TAI zone?

Guy Harris guy at alum.mit.edu
Thu Jun 30 03:31:20 UTC 2011


On Jun 29, 2011, at 7:57 PM, David Magda wrote:

> On Jun 29, 2011, at 22:46, Guy Harris wrote:
> 
>> So who was the person who wrote, in the current POSIX rationale:
> 
> A little of bit of history from a 2003 post to the "leapsec" listserv:
> 
> http://www.mail-archive.com/leapsecs@rom.usno.navy.mil/msg00109.html

Some of the cards "glued to the table" were glued there with Crazy Glue, emphasis on the "crazy":

> Initially there was a proposal to require the timestamps returned from system calls such as time(2) to yield the exact number of seconds since the time known as the Un*x epoch.  This calculation included the known leap seconds at the time.
> 
> Unfortunately at the time nearly all Un*x implementations did NOT take seconds into account.  For example, there were a non-trivial number of file system i-nodes and dump tapes that used a "trivial seconds since the Epoch" calculation.

I'm not sure what "calculations" are being discussed here.

The only "calculation" involved in time() values, stat() time stamps, etc. is counting up by 1 every second; that requires no knowledge of leap seconds.  *Not* counting up during leap seconds requires knowledge of leap seconds.

The calculations involved in converting those values to labels (e.g., in localtime(), gmtime(), and mktime()) would require knowledge of leap seconds if it's to produce correct UTC labels in gmtime() (and, presumably, shifted labels in localtime()).
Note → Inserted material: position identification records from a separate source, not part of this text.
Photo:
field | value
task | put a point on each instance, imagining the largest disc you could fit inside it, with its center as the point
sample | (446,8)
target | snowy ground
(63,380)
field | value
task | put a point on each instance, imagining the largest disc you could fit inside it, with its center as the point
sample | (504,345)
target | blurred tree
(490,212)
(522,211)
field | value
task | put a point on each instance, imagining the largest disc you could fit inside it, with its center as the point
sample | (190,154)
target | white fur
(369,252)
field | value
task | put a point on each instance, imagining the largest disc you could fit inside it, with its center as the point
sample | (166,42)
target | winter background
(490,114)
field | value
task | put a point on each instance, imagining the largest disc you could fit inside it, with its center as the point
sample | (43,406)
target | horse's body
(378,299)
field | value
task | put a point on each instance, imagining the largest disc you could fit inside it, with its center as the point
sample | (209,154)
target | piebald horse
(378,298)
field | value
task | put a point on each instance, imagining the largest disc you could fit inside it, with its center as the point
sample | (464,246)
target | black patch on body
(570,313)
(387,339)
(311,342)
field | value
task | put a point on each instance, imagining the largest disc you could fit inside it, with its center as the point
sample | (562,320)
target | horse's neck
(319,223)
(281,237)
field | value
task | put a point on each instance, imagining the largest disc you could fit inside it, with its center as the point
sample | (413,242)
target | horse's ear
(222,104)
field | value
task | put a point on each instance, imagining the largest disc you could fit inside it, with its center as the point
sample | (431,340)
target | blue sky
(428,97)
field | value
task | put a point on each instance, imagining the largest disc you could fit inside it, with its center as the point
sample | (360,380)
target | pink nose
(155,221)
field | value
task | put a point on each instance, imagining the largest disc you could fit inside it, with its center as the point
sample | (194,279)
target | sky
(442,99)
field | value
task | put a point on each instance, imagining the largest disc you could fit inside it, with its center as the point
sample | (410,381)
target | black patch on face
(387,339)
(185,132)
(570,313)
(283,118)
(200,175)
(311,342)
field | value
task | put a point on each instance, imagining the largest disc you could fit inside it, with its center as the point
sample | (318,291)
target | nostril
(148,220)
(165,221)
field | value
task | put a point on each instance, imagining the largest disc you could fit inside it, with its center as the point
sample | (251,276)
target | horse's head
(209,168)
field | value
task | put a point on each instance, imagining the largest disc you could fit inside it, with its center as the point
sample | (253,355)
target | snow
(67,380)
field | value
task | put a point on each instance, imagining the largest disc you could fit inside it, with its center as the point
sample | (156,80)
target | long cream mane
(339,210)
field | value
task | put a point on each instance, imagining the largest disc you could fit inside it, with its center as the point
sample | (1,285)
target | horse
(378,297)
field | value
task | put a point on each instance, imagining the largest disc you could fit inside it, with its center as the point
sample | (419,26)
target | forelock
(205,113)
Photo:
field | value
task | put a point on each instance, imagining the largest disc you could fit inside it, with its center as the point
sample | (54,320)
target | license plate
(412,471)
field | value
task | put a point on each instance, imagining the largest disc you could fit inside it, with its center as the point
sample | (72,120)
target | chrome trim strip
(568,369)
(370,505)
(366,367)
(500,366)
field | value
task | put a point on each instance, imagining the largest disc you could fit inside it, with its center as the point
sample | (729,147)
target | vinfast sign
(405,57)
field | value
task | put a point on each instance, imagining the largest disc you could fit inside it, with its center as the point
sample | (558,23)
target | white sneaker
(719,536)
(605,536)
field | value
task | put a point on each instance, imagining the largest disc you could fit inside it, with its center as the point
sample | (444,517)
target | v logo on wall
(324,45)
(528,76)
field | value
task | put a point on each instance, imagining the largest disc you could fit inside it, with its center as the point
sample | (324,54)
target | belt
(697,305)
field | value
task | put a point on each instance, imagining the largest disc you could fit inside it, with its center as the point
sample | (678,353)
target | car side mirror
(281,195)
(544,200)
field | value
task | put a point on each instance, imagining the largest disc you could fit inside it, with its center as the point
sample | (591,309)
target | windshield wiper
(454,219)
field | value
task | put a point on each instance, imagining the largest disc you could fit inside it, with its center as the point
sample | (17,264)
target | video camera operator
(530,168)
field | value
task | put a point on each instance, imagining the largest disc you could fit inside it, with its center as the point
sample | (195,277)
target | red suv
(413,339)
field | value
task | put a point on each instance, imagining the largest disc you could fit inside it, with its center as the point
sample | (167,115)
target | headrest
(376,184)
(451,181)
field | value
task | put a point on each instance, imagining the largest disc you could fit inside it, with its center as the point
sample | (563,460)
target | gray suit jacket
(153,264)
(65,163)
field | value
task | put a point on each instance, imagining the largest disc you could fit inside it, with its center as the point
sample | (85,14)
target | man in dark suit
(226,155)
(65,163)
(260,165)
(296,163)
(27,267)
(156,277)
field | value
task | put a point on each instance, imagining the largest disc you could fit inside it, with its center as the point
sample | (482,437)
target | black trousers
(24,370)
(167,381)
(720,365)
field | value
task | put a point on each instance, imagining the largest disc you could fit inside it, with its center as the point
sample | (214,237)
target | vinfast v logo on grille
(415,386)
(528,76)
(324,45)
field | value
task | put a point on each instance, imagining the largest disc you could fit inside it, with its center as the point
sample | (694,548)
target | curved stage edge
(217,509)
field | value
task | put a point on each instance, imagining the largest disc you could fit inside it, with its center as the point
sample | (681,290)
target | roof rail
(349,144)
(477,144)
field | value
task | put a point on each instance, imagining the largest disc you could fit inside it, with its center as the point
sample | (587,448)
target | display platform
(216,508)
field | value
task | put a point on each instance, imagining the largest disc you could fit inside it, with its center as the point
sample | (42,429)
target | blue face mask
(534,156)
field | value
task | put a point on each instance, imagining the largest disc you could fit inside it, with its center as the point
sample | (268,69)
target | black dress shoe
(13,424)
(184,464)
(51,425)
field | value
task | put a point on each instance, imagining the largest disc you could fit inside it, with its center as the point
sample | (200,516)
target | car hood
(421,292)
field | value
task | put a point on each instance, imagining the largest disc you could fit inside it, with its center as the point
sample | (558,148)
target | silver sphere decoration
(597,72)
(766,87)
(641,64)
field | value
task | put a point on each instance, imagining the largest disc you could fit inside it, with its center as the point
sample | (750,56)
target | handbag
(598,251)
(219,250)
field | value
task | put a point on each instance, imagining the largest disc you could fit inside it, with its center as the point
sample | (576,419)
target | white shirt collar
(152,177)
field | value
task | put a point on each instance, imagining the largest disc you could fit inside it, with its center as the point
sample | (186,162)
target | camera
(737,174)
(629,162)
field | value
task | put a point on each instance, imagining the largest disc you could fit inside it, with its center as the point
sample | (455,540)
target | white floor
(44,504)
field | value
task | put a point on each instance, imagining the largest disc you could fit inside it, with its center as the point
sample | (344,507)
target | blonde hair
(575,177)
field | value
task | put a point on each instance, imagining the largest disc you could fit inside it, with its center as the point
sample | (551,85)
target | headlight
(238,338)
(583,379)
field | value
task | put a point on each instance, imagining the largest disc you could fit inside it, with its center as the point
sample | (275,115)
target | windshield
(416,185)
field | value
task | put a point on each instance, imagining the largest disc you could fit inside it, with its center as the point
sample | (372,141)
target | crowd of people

Life is a lot more confusing if you think "time stamps" are {date}/hour/minute/second labels rather than "counts of seconds that have elapsed since some particular instant of time in the past".  Fortunately, time() values, stat() time stamps, etc. are the latter rather than the former.

Now, maybe some clock hardware used by UN*X systems works with {date}/hour/minute/second labels, so that you have to convert from that to UN*X time either when the system boots or once per timer interrupt.  I doubt that hardware knows about leap seconds, however; if not, it really amounts to a timer that ticks once per second, but that does some weird arithmetic on the result of that counter to produce labels, so it can fairly easily be converted back to "seconds since some arbitrary point in the past" if, whenever you set it, you set it with a label calculated in the same fashion.

> Distributing leap second tables and requiring hosts to be "on-line" to receive them in those days (when UUCP over slow baud modems was common) was not considered realistic.  It was felt expect vendors and/or system administrators to maintain a complete leap second table (including leap seconds announced in advance) was also considered unrealistic.

Actually, not too long into the POSIX discussions, somebody came up with a system that involved distributing tables of time zone offsets, including times at which the offsets changed due to daylight savings time coming into effect and going out of effect, and even provided an implementation of the UN*X time conversion APIs that used those tables, and at least one common UN*X of the time shipped with them in its 4.0 release.  I think those people later added in support for leap seconds in those tables - which changed more often due to time zone changes due to various local and national government actions (one of which provoked the creation of the system in question; thank you, Clorox, for wanting to sell more Kingsford charcoal briquets :-)) than due to leap seconds being introduced.

Perhaps the real problem was with the people with the unfortunate attitude:

> "What matters to me is just that POSIX systems produce the same ctime(3) string (i.e., Wed Jun 30 21:49:08 1993\n") when given the same time(2) time-stamp."

If they could've been disregarded, we could have allowed the Olson implementation, complete with leap seconds in the database, to conform, and let the systems that didn't use the Olson implementation just stay stuck.

(Perhaps having to deal with non-UN*X systems, that would have to convert between their own internal clock values, represented however they might be, and time_t, didn't help, either.  However, I suspect many of those systems had, at the time, clocks that, in effect, ticked along once per second, either as counters or as TAI-ish labels.)